Lara Brenner
Que coisa esquisita é este hábito de esperar. Espera-se o fim do dia para chegar em casa e descansar. Depois, o fim de semana para que a vida possa ter alguma alegria descompromissada. Aí, o feriado que se aproxima, as férias que se projetam, o ano do casamento, o nascimento dos filhos, a aposentadoria tão sonhada, o aniversário de 80 anos e, por fim, já com a cara desbotada de tanto esperar, espera-se pela chegada morte.

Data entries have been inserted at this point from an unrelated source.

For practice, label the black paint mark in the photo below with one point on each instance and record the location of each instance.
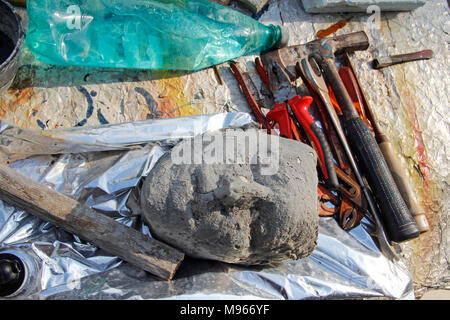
(81, 123)
(90, 108)
(151, 103)
(200, 95)
(101, 118)
(40, 124)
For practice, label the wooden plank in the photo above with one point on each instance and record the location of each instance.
(128, 244)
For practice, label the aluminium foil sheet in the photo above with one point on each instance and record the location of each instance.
(410, 101)
(344, 265)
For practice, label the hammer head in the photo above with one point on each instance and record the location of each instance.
(288, 57)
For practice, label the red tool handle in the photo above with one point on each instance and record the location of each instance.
(300, 108)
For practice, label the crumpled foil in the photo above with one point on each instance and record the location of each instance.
(344, 265)
(410, 101)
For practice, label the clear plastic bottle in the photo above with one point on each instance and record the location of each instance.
(144, 34)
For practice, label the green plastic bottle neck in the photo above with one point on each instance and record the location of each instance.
(279, 39)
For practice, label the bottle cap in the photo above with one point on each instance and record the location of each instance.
(284, 40)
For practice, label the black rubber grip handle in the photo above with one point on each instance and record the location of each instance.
(396, 218)
(332, 181)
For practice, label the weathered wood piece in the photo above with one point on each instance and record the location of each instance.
(128, 244)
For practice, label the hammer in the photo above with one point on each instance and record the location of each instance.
(395, 216)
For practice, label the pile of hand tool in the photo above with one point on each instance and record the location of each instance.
(355, 171)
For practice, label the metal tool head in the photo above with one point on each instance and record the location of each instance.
(280, 83)
(288, 57)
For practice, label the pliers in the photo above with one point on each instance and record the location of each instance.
(291, 115)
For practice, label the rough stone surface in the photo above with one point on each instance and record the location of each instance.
(332, 6)
(232, 212)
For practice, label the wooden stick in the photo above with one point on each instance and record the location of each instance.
(128, 244)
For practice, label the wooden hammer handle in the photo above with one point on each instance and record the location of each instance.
(128, 244)
(383, 62)
(400, 177)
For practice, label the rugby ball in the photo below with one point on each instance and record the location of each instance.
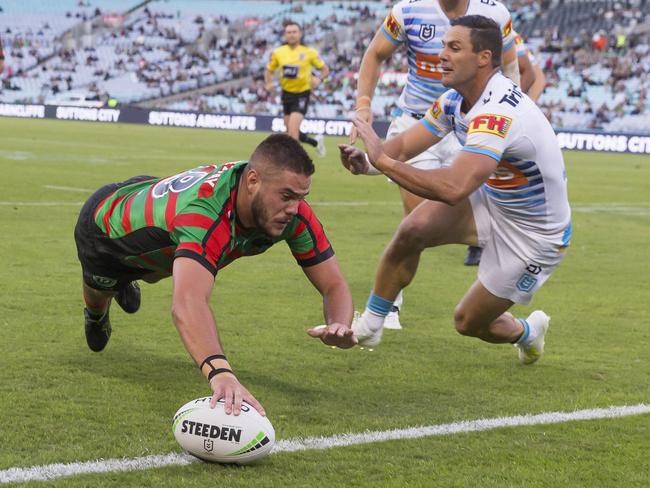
(211, 435)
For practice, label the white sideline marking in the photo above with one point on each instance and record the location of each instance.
(60, 470)
(68, 188)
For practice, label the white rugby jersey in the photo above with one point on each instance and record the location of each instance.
(529, 184)
(421, 24)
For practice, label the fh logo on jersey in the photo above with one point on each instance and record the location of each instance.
(427, 32)
(392, 25)
(436, 111)
(497, 125)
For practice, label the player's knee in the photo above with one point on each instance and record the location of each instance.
(463, 323)
(410, 236)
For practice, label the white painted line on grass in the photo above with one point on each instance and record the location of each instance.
(60, 470)
(68, 188)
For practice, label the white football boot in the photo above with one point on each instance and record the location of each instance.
(392, 319)
(320, 147)
(364, 334)
(531, 350)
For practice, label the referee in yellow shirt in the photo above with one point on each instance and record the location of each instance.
(295, 62)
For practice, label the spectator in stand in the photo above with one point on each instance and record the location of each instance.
(2, 57)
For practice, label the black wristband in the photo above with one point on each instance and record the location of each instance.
(210, 358)
(215, 372)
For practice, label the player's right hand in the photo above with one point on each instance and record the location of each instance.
(363, 113)
(226, 386)
(354, 159)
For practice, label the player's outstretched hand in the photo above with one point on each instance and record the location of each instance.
(354, 159)
(364, 113)
(226, 386)
(339, 335)
(371, 140)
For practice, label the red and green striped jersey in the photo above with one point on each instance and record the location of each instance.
(193, 214)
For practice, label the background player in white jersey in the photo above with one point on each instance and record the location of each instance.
(420, 26)
(505, 190)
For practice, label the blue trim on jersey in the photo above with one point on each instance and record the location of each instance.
(418, 9)
(521, 165)
(389, 36)
(379, 305)
(568, 233)
(524, 335)
(480, 150)
(432, 128)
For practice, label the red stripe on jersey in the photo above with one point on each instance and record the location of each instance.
(219, 237)
(108, 214)
(299, 228)
(148, 208)
(126, 216)
(101, 204)
(170, 209)
(322, 244)
(168, 251)
(191, 220)
(304, 256)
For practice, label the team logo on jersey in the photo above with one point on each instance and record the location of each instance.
(427, 32)
(392, 25)
(507, 29)
(497, 125)
(526, 283)
(436, 111)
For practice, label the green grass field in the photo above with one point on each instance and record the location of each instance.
(61, 403)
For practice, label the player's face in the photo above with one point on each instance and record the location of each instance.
(277, 199)
(292, 34)
(459, 62)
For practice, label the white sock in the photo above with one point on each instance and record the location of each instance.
(398, 300)
(374, 321)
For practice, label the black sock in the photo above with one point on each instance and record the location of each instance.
(309, 140)
(96, 316)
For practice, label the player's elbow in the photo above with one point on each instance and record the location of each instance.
(452, 195)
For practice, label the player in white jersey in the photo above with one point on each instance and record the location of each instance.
(505, 190)
(420, 25)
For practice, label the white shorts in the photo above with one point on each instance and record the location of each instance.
(437, 156)
(515, 262)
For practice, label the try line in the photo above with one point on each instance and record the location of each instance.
(60, 470)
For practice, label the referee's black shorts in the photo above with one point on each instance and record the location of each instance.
(295, 102)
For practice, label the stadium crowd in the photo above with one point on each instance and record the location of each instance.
(597, 67)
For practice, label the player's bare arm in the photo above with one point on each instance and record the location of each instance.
(403, 147)
(337, 304)
(379, 50)
(510, 64)
(449, 185)
(192, 286)
(268, 79)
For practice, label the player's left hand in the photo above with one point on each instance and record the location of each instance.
(371, 140)
(335, 334)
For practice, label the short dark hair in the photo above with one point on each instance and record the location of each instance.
(485, 34)
(282, 152)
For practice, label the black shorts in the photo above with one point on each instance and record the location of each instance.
(295, 102)
(100, 265)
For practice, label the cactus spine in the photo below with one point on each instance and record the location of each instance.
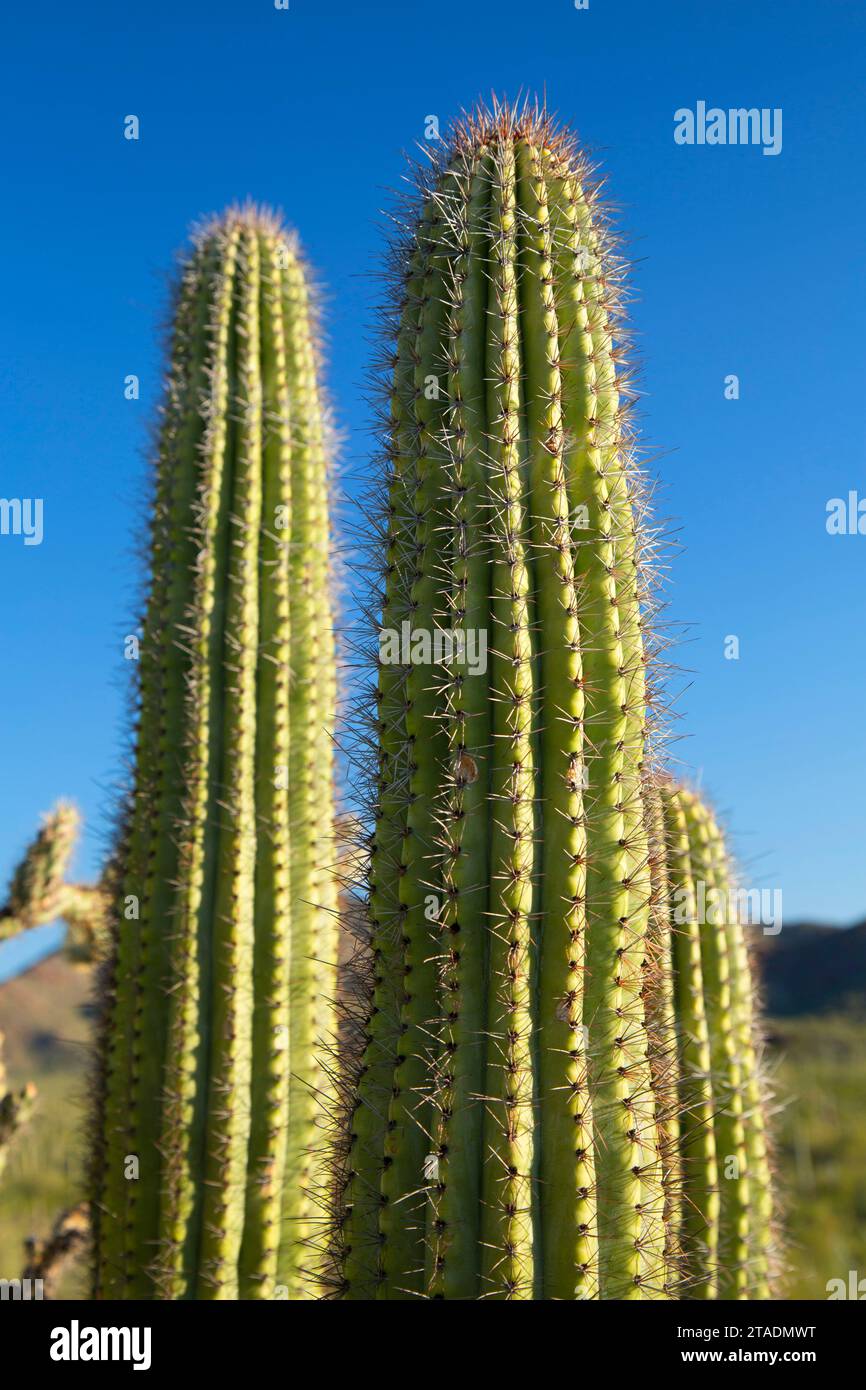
(213, 1077)
(726, 1179)
(506, 1141)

Desde pequenos, somos criados para empurrar a melhor parte mais pra frente, reforçando a nobreza de saber aguardar a hora “certa”: os dias de descanso ficam na ponta da semana, as férias mais longas são só no fim do ano, a mulher valorizada guarda a virgindade pra depois do casamento, o homem inteligente guarda dinheiro para a velhice. Até mesmo a comida mais gostosa costuma ficar renegada ao canto do prato até que já se esteja com o estômago cheio. Aí, sim, ela passa a ser merecida e pode ser deglutida com algum comedimento. “Primeiro a obrigação, depois a diversão”, repetem as mais bem preparadas mães. É como se fazer do presente um ato estoico garantisse um merecimento mais sólido do porvir.
Só que esperar não faz sentido se não houver alguma graça no caminho. É preciso mais! Uma centelha, uma fagulha, um pouquinho de sentido no presente de quem se habituou a acreditar que o melhor sempre está por vir. Não há pote de ouro ao final do arco-íris, nem borboletas coloridas onde o vento faz a curva. A verdade verdadeira é que a vida é isso aí mesmo: rápidos momentos de apoteose de vez em quando, colocados entre longos períodos de um cotidiano sem grandes sobressaltos. Mas, no meio termo, alguns discretos gracejos costumam aparecer para conferir certo charme a esses profissionais da espera.
É preciso ser atento, ter olhos e ouvidos de poeta. Tem que estar vigilante para perceber que a expressão da sobrancelha do filho é idêntica à do pai quando ele está com sono, ou que a roseira do quintal deu flor mais cedo esse ano. Tem que ter sangue pra notar que a mocinha da limpeza cora quando alguém lhe dá bom dia, mas responde com tanta vontade que dá gosto de ver. Há de se ter a alma esperta para notar que o vizinho voltou a assoviar no elevador depois que terminou aquele namoro maluco ou que a padaria trocou o pó de café por um muito mais gostoso.
“Não é bastante não ser cego para ver as árvores e as flores. Não basta abrir a janela para ver os campos e os rios”, escreveu Pessoa, com heterônimo Alberto Caeiro. Ver é arte complicada, para poucas almas de contentamento e graça. É preciso ter coragem pra assumir as lágrimas brutas que brotam no canto do olho ao ler um poema, ou o riso que se instala no canto de boca ao ouvir boa música que conduz ao primeiro amor. Haveremos de nos render ao dia a dia, à mágica de simplesmente poder caminhar para onde se quer e fazer o que se quer fazer. À graça de ser quem se quer ser.
Enquanto houver espera pelo instante do estrondo, pelo dia do brado, ou pelo momento de grandeza, não haverá tamanho suficiente para descobrir que gigante mesmo é saber ser pequeno e perceber a vastidão de simplesmente se estar aqui.